Some thoughts for September
A few questions.
When and how is the Euro is going to come to an end?
Here is a guess: 2012; quickly and uncontrollably after a peripheral country gives up on servicing its debt and defaults.
When and how is China’s economy going to stop growing?
Perhaps in 10 years time the US may not look back at these times as the new Great Depression, but China might well do. Their economy is still growing like topsy, powered by export surpluses (unsustainable), debt growth (unsustainable) and demographics (already unsustained, see Barry Eichengreen).
And here is another thought: The current UK depression will be the longest since at least the first world war.

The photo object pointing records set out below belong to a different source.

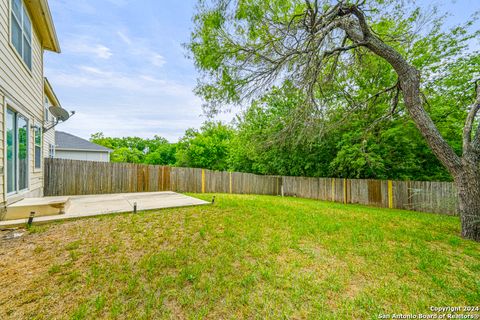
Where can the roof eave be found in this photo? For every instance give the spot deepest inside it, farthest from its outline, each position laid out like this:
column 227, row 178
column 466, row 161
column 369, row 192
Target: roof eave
column 83, row 150
column 42, row 17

So, the Great Depression was more of a US phenomenon than a UK one.
Following Michael Pettis’ predictions for the rest of the decade, first Europe and then China are in for difficult times.
When is the gold bubble going to pop?
It was difficult to disagree with Alex Preston’s analysis in The new gold rush.
Perhaps the collapse of the Euro will see the final run up in the price of gold. Or perhaps we will have to see a few years of financial repression and inflation before interest rates are allowed to rise, currencies stabilise and gold is seen for the ultimate bubble that it is.
So, despite the vertigo-inducing run up in gold over the last decade, it is not at all clear that we are near the end—yet.
And finally, what is going on with stock markets?
If you look at the S&P 500 (or the FTSE 100) over the last 12 years, you just see this extraordinary sawtooth shape with stocks going down and up and down and up before turning down again earlier this year with no apparent trend. But what is not obvious from looking at a chart is that the S&P 500 adjusted for inflation is down 39% since the 2000 peak..
There is really no sign yet that this process has reached an end.
As Alan Beattie just pointed out in the FT, Growth is wobbling, and authorities in the rich world are divided and ineffectual. September is set to be one of the nerviest months of an increasingly perturbing year.